Researchers press rewind on cell division
About three-quarters of household dust consists of dead skin cells that have been sloughed off the human body. These cells are replaced by cell division, a process which occurs millions of times every day in the human body.
Cell division – or mitosis – replaces dead or damaged cells and is, therefore, essential in maintaining the integrity of all multicellular organisms.
Structures called telomeres determine how many times an individual cell will divide before it dies. Telomeres are lengths of DNA attached to chromosomes; each time a cell divides, the telomeres shorten, and when they reach a certain length the cell is instructed to stop dividing and die. When this process does not function properly, cells divide uncontrollably, leading to cancer.

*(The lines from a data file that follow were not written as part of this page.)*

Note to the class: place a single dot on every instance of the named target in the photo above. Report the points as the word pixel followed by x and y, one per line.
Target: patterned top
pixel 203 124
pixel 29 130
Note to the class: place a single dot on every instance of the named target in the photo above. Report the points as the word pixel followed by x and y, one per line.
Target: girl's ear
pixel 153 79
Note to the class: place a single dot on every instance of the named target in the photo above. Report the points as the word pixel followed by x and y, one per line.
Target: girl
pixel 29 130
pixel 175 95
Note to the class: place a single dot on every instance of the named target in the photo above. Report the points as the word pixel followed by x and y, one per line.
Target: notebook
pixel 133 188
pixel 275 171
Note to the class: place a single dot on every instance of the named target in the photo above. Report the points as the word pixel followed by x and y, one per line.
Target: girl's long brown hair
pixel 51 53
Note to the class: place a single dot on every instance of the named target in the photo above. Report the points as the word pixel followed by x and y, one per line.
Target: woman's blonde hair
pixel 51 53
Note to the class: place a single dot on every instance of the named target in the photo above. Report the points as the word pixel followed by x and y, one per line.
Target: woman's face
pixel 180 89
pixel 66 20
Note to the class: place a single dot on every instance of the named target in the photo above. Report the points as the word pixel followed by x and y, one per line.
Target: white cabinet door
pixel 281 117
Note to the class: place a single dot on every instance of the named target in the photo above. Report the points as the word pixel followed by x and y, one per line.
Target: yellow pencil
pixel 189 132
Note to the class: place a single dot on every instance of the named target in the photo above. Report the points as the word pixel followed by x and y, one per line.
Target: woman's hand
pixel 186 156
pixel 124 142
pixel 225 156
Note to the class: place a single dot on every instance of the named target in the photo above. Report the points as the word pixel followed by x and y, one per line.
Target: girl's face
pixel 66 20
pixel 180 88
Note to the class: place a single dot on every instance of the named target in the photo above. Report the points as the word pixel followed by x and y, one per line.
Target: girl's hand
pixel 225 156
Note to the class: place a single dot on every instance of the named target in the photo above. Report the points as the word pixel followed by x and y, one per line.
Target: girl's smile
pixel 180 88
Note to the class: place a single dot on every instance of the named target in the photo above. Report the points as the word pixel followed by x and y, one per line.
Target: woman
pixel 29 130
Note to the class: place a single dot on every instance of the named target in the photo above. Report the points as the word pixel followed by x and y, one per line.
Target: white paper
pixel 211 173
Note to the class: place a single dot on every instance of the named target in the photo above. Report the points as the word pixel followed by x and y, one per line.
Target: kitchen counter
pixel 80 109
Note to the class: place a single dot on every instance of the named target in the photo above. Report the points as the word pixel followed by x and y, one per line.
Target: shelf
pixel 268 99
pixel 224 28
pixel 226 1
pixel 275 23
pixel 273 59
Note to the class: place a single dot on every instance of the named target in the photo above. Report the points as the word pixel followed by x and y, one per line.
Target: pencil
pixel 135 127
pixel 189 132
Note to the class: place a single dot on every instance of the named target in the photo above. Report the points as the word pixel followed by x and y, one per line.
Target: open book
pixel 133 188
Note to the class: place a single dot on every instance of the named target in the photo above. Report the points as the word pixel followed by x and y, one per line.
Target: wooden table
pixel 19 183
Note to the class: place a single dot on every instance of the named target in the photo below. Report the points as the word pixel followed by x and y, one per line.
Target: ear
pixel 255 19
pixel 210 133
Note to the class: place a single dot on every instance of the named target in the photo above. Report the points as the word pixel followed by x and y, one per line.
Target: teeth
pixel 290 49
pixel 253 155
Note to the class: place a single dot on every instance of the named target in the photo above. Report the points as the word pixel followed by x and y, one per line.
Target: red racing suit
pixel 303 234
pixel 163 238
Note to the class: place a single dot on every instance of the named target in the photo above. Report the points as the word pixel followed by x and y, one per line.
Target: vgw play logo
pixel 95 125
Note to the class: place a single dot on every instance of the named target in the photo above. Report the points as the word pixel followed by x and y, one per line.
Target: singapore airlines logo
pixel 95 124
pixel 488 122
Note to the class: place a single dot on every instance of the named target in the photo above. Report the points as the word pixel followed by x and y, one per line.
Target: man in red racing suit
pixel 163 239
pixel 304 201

Now, researchers at the Oklahoma Medical Research Foundation report in this week's Nature that they have managed to reverse the cycle of cell division. This is a discovery which could lead to treatments for cancer.Before a human cell can divide, it must first duplicate its 23 pairs of chromosomes, so that each daughter cell receives a complete set of genes. Once this DNA replication is complete, the two sets of chromosomes line themselves up along the middle of the cell. Each set of then moves to opposite ends of the cell along structures called spindles, so that when the cell splits in two, the resulting daughter cells each contain a complete set of genes.
Micrograph showing chromosomes (labelled red) moving along mitotic spindles (green). The cell cycle is under the control of two proteins, cyclin B and cyclin-dependent kinase 1 (Cdk1). Cyclin B activates Cdk1, which is an enzyme. Once the two sets of duplicated chromosomes have moved to opposite poles of the cell and the cell begins to divide, levels of cyclin B decrease and, as a result, Cdk1 stops functioning.

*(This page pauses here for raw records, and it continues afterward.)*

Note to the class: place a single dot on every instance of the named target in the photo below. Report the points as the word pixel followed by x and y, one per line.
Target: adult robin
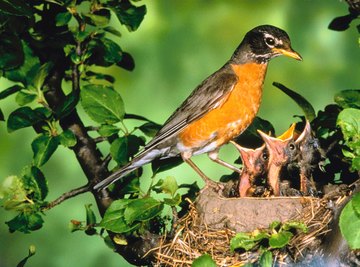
pixel 219 109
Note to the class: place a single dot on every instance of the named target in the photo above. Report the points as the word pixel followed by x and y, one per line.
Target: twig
pixel 100 139
pixel 67 195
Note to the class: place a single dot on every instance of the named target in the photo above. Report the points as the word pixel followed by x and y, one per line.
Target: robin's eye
pixel 269 41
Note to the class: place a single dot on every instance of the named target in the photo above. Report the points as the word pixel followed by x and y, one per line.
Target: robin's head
pixel 264 43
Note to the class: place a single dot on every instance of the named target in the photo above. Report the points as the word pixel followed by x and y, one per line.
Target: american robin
pixel 255 163
pixel 219 109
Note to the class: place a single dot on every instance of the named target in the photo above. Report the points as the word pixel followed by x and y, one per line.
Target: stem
pixel 67 195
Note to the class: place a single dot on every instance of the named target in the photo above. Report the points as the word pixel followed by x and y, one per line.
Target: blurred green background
pixel 178 45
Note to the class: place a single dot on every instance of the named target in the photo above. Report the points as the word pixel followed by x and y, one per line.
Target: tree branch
pixel 67 195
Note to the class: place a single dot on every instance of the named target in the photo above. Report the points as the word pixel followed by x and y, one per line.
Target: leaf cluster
pixel 277 236
pixel 54 48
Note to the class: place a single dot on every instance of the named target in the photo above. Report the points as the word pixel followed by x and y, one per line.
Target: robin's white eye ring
pixel 270 41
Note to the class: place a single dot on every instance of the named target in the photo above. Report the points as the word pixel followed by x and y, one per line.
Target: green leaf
pixel 242 240
pixel 350 224
pixel 108 130
pixel 114 220
pixel 25 97
pixel 24 117
pixel 13 195
pixel 43 147
pixel 104 52
pixel 62 19
pixel 169 185
pixel 41 75
pixel 349 122
pixel 67 138
pixel 28 69
pixel 125 147
pixel 90 215
pixel 250 137
pixel 142 209
pixel 280 240
pixel 34 182
pixel 204 261
pixel 175 201
pixel 32 251
pixel 160 165
pixel 113 31
pixel 68 105
pixel 266 259
pixel 129 15
pixel 356 203
pixel 99 18
pixel 113 52
pixel 25 223
pixel 300 100
pixel 102 104
pixel 150 128
pixel 348 99
pixel 9 91
pixel 119 150
pixel 15 8
pixel 11 51
pixel 93 76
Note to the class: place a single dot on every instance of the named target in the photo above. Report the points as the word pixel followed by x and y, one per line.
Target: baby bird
pixel 254 167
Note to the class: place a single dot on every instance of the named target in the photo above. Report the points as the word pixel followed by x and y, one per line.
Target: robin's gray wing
pixel 211 93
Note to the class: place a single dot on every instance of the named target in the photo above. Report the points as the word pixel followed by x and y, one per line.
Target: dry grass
pixel 193 239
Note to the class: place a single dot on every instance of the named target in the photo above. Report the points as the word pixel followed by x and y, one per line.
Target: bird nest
pixel 195 234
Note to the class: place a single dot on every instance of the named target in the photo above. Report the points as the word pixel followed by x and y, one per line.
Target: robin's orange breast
pixel 233 116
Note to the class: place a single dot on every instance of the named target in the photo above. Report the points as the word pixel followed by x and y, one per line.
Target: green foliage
pixel 266 259
pixel 32 251
pixel 65 48
pixel 204 261
pixel 127 215
pixel 300 100
pixel 277 236
pixel 102 104
pixel 350 222
pixel 349 122
pixel 43 47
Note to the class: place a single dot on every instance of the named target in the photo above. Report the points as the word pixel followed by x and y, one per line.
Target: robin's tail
pixel 142 159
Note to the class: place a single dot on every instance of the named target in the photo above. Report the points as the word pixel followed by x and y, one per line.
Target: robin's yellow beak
pixel 288 52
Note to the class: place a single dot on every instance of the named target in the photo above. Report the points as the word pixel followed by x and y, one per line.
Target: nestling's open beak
pixel 288 52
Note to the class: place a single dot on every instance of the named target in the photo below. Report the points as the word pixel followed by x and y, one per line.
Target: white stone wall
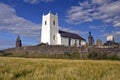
pixel 83 42
pixel 49 31
pixel 74 42
pixel 53 29
pixel 110 38
pixel 64 41
pixel 59 39
pixel 45 30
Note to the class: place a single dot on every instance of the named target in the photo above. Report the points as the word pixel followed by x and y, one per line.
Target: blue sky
pixel 23 17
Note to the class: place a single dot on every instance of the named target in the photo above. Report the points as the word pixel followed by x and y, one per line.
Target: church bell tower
pixel 49 29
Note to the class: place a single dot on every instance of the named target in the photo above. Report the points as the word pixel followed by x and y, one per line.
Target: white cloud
pixel 10 22
pixel 36 1
pixel 105 10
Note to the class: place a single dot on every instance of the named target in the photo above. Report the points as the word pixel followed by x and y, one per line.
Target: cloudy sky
pixel 23 17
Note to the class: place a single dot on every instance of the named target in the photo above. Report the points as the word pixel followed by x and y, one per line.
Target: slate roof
pixel 70 35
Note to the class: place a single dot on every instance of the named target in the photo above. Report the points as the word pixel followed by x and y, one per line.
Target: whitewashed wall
pixel 64 41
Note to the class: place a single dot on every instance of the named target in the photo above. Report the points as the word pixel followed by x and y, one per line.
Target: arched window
pixel 53 22
pixel 45 22
pixel 53 37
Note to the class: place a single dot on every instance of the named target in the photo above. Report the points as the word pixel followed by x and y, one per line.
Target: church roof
pixel 70 35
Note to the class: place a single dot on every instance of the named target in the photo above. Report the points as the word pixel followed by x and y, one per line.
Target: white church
pixel 51 34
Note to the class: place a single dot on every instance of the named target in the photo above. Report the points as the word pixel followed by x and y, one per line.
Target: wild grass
pixel 57 69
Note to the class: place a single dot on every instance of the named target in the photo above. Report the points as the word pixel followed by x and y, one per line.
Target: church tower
pixel 18 42
pixel 90 39
pixel 49 29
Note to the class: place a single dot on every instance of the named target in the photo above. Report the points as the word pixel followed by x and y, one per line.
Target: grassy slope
pixel 56 69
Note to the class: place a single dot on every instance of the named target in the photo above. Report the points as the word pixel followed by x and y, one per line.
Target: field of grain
pixel 56 69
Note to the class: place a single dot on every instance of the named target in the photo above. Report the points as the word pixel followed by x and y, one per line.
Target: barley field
pixel 12 68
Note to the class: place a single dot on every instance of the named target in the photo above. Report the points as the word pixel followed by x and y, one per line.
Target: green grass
pixel 57 69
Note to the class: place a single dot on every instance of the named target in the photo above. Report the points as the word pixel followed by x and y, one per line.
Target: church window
pixel 75 42
pixel 69 42
pixel 79 42
pixel 53 22
pixel 45 22
pixel 53 37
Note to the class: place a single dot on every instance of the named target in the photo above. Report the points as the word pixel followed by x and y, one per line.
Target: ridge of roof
pixel 70 35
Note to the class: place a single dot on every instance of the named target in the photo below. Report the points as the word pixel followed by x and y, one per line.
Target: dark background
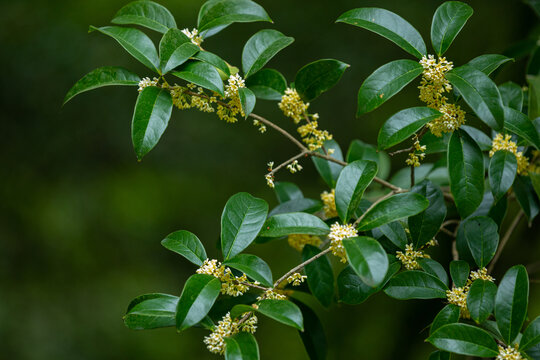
pixel 81 220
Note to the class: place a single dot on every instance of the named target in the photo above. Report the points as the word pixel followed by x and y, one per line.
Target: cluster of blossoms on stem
pixel 230 285
pixel 337 234
pixel 294 107
pixel 504 142
pixel 458 295
pixel 227 327
pixel 432 88
pixel 298 241
pixel 329 203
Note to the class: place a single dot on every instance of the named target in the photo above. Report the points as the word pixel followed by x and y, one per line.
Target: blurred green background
pixel 81 221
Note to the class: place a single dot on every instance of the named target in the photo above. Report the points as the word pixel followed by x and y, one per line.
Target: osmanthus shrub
pixel 482 140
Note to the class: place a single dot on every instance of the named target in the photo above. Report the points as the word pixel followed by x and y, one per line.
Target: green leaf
pixel 367 258
pixel 386 82
pixel 459 271
pixel 241 346
pixel 350 187
pixel 175 48
pixel 329 170
pixel 186 244
pixel 282 311
pixel 488 63
pixel 145 13
pixel 512 95
pixel 511 302
pixel 320 277
pixel 466 170
pixel 448 20
pixel 253 266
pixel 294 223
pixel 202 74
pixel 481 299
pixel 267 84
pixel 424 226
pixel 199 294
pixel 103 76
pixel 150 119
pixel 465 340
pixel 317 77
pixel 261 48
pixel 502 172
pixel 519 123
pixel 481 234
pixel 241 221
pixel 403 124
pixel 394 208
pixel 219 13
pixel 389 25
pixel 137 43
pixel 448 315
pixel 480 93
pixel 151 311
pixel 531 335
pixel 247 100
pixel 415 285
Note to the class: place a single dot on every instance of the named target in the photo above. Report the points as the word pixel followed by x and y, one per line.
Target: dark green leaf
pixel 394 208
pixel 386 82
pixel 320 277
pixel 389 25
pixel 351 184
pixel 480 93
pixel 186 244
pixel 481 299
pixel 261 48
pixel 103 76
pixel 317 77
pixel 448 20
pixel 294 223
pixel 465 340
pixel 511 302
pixel 253 266
pixel 466 169
pixel 199 294
pixel 150 119
pixel 151 311
pixel 137 43
pixel 241 221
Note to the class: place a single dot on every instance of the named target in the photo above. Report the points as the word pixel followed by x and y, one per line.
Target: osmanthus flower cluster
pixel 372 227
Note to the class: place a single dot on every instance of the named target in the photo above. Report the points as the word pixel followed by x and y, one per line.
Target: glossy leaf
pixel 386 82
pixel 394 208
pixel 261 48
pixel 145 13
pixel 253 266
pixel 241 221
pixel 320 277
pixel 465 340
pixel 351 184
pixel 466 170
pixel 317 77
pixel 415 285
pixel 186 244
pixel 103 76
pixel 480 93
pixel 448 20
pixel 151 311
pixel 150 119
pixel 137 43
pixel 294 223
pixel 389 25
pixel 511 302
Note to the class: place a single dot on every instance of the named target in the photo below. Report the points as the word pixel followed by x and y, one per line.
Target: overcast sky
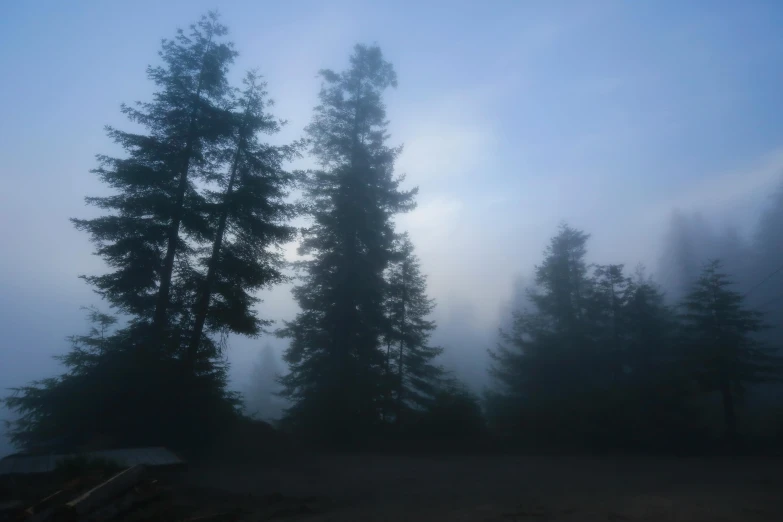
pixel 515 115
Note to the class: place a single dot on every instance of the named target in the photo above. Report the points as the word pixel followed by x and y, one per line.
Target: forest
pixel 198 207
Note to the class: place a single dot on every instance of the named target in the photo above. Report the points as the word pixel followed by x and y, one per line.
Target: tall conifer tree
pixel 335 356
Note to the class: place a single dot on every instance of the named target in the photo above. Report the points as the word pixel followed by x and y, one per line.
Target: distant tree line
pixel 600 359
pixel 199 207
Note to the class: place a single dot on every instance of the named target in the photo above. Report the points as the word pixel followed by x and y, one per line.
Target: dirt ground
pixel 502 488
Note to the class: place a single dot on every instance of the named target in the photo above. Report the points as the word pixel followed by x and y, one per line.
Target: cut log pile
pixel 128 496
pixel 132 495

Decreased cyclin B concentration is believed to act as a trigger which drives the cell into dividing, and this work confirms it. Team leader Gary Gorbsky and his colleagues used Cdk1-blocking compounds to make frog eggs divide even though cyclin B levels were high. This caused the eggs to start dividing in two. When the Cdk1-blocking compound was then washed away, the eggs stopped dividing mid-cycle, the duplicated chromosomes returned to their original positions, and a single cell was reformed.

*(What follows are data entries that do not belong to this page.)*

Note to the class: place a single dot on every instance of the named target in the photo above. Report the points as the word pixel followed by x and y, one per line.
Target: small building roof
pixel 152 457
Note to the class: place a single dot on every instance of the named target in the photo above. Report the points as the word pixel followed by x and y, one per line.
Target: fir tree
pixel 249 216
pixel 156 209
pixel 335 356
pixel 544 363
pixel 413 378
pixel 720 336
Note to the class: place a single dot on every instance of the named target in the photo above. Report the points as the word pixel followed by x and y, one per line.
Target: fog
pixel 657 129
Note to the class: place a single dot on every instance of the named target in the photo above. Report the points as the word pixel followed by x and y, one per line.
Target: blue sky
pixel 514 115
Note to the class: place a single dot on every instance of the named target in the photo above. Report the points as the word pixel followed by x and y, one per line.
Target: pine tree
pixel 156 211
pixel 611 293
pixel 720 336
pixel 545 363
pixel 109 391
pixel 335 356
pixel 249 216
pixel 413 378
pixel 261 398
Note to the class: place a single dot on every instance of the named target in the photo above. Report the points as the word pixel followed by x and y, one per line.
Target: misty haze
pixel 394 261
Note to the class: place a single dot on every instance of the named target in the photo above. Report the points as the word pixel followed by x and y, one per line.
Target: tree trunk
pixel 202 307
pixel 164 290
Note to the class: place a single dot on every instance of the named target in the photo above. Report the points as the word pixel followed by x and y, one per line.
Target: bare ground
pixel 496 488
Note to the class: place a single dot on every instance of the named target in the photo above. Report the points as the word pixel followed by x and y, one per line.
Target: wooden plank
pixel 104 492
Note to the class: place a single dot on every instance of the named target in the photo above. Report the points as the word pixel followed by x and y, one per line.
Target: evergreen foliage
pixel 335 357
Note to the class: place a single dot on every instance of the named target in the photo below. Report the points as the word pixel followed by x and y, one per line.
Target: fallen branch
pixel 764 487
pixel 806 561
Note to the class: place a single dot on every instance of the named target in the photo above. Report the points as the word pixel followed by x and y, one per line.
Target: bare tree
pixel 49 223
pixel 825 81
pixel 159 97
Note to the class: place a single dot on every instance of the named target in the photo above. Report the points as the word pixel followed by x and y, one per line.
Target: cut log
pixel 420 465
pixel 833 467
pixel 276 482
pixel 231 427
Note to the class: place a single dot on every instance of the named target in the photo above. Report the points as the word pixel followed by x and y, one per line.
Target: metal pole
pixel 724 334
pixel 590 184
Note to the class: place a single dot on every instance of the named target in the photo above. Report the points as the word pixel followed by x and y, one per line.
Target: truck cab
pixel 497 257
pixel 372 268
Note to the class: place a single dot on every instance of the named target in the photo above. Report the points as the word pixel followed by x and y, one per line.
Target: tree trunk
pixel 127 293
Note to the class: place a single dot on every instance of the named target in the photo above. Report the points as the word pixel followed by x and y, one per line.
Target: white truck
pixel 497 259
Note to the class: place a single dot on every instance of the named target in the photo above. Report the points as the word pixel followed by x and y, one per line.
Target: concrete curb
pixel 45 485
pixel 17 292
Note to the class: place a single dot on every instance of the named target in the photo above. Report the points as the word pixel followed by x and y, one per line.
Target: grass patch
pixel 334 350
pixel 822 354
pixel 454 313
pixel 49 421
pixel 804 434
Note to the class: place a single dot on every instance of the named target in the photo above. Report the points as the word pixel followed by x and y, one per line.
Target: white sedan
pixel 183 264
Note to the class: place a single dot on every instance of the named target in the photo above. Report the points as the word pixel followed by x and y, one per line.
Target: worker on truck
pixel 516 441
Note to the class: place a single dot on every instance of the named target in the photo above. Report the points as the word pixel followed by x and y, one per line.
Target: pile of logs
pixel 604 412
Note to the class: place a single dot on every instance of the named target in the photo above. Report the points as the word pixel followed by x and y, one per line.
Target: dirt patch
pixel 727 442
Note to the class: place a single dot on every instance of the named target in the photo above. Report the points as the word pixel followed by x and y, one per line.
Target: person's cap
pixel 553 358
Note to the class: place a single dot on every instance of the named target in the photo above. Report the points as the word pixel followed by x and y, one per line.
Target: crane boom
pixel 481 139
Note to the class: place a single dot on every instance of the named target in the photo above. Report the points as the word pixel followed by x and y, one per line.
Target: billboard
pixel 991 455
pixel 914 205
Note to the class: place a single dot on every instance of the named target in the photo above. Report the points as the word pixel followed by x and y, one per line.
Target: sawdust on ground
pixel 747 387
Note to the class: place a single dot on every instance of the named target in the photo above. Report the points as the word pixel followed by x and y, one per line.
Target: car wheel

Timing was crucial in these experiments. The chemicals had to be added at a specific stage of the cell cycle or they had no effect on cell division.
Cell division expert Professor Johnathan Pines, of the Gurdon Institute in Cambridge, said that the research is unlikely to lead directly to new treatments for cancer, although "it is useful for us to understand how the cell goes through the process of segregating the chromosomes".